Tuesday, February 22 – Drew Levin is giving you a new Legacy deck each day of this week, so check in for some sick, new brews for StarCityGames.com Open: Washington, D.C. this weekend. Today, Sea Drake with no drawback.

Have you ever noticed how few staple creatures in Legacy fly?

Take a minute; look through the last few Legacy Open decklists, and tell me how many fliers you see there. Beyond Vendilion Clique and Emrakul, the
Aeons Torn, it’s pretty thin out there for the winged squad. Sure, there are a few Sowers of Temptation in Ben Wienburg sideboard from Indianapolis, but the vast
majority of combat takes place on the ground.

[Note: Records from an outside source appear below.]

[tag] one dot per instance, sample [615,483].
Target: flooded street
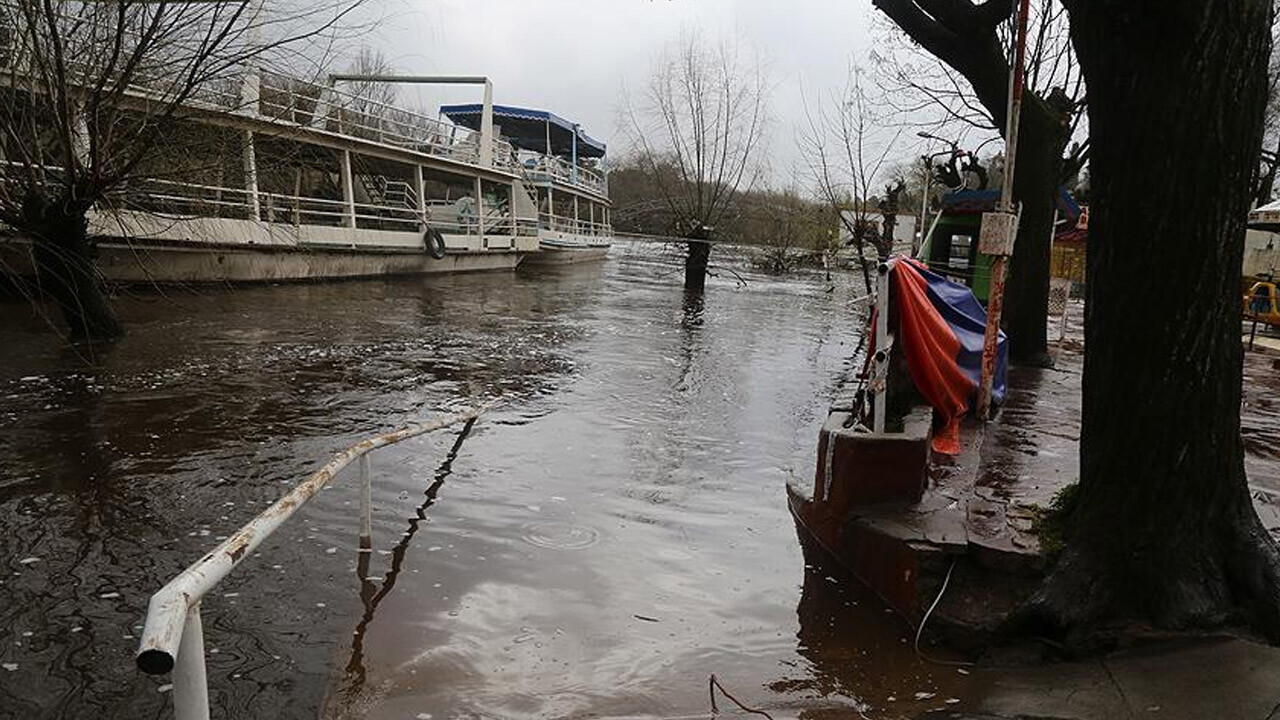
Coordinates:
[612,533]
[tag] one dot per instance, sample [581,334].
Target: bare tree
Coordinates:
[1164,529]
[965,81]
[704,113]
[845,146]
[91,91]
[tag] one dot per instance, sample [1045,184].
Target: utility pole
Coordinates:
[1000,228]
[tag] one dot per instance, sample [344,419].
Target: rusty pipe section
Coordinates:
[167,613]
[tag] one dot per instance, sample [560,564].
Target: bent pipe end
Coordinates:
[161,636]
[155,661]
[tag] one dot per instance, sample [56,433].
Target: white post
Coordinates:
[882,349]
[487,127]
[574,172]
[251,85]
[479,212]
[366,522]
[190,684]
[348,191]
[251,176]
[420,187]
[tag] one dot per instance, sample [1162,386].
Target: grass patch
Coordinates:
[1051,524]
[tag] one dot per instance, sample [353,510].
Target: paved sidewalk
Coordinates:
[1219,678]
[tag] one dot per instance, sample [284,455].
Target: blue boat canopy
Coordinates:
[529,130]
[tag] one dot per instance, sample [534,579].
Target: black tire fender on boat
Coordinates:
[434,242]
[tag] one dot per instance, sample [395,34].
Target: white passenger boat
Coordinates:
[287,180]
[565,173]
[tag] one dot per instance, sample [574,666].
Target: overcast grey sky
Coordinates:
[572,57]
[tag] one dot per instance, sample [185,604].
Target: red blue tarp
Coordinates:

In a format full of ground-pounders, surely there has to be a metagame niche for a deck full of fliers, right? Maybe not Faeries but something like it.
Well, look no further. From the same people who brought you “Turn Two Bitterblossom,” I give you, “Turn One 4/3 Flier”:


There are a lot of interactions here, but I’ll get the best one out of the way first:


If you cast Sea Drake with one or zero lands in play, it has no drawback.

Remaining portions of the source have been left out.